Once at A.B.’s home, they consumed vodka and cocaine before Conway and Mr.S. left in a taxi in the early hours of the morning.
Court documents detail how A.B. then double-checked her door was locked – also locking it with a chain door latch – before going up to her bedroom and falling asleep or “passing out.”
She said she awoke to find Conway naked in her room before he proceeded to rape her.
The judgment does not illustrate how Conway re-entered the home, as the door was latched, but Crown counsel suggested that he used the balcony to gain access.
Conway said that as he and Mr. S had left in the taxi, he had told his friend he wanted to return to A.B.’s home because he “thought he had a chance” with her. His friend discouraged him from doing so, but Conway said he had given her his phone number to which he alleges she texted him, “Hey, hurry back.”
Conway said that A.B. let him in through the front door and the encounter that followed was consensual – although the door, which has an automatic lock and recording system – did not make record of the door being opened from the inside.
In his judgment, Verhoeven rejected the notion that A.B. wanted Conway to return, saying she was “exhausted and intoxicated, and wanted to go to bed.”
Later, Verhoeven stated that “there is no evidence that A.B. invited him to return, or that she allowed him into her residence, or that tends to suggest that she consented to sexual activity.”
Conway had founded the now-dissolved Fortress Foundation, a Victoria-based non-profit organization that, in its mission statement, says it is “focused on eliminating gender-based violence and preventing sexually exploitative behaviour through education, empowerment and engagement of men to become equipped to end exploitation.”

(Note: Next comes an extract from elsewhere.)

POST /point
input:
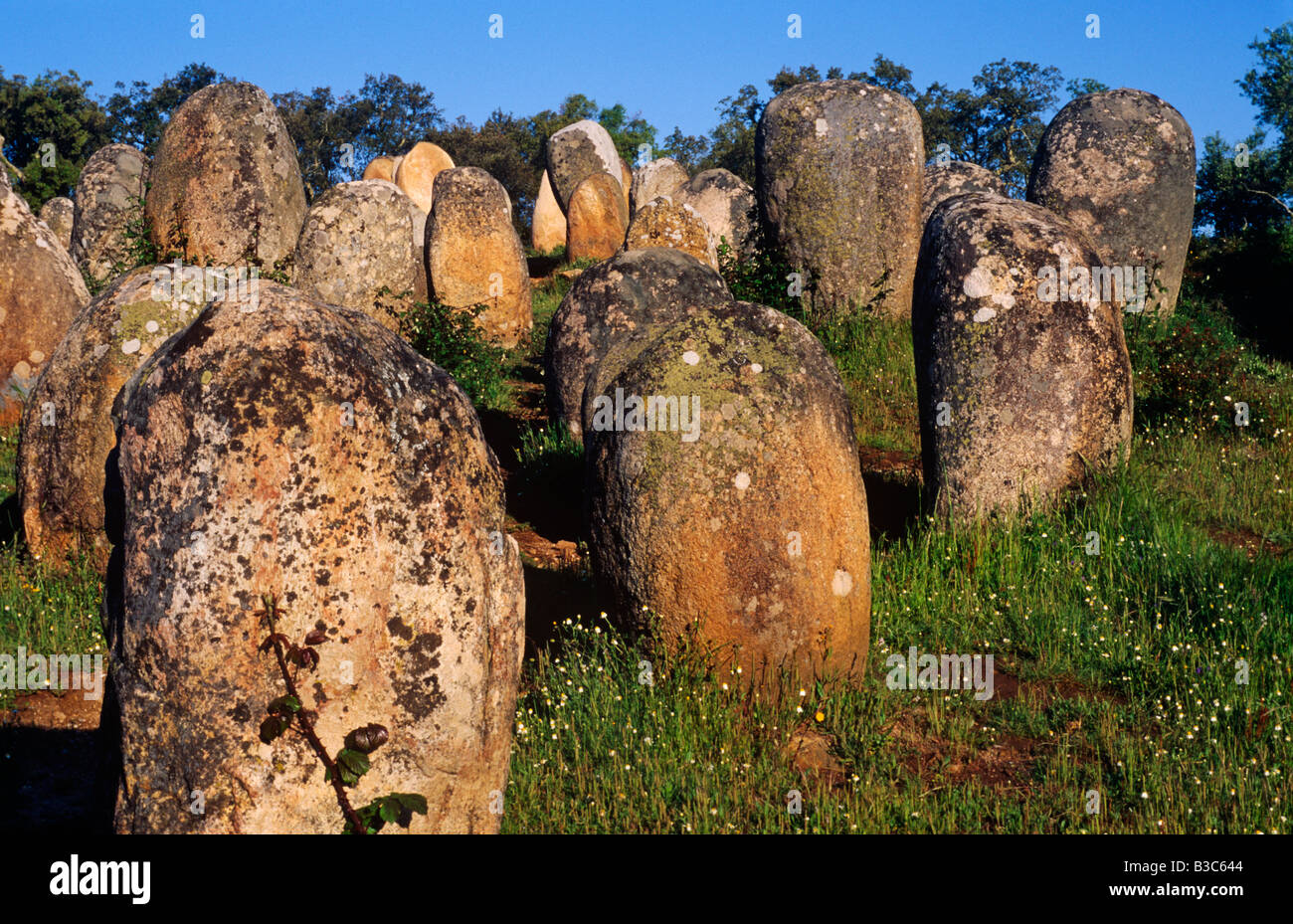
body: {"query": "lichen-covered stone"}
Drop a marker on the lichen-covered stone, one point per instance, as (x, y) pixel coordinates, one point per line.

A year before the assault, Conway told Black Press Media, he was a self-identified former porn-addict and that he decided to get help after he was unable to listen to a female motivational speaker at a conference.
“I realized there was something there that just wasn’t right and a lot of it was deeply-seated in my connection with porn and the ideology that women are less than,” he said at the time.
Justice Verhoeven asked members of the public to leave for an in-camera review to deliberate the next steps of the application.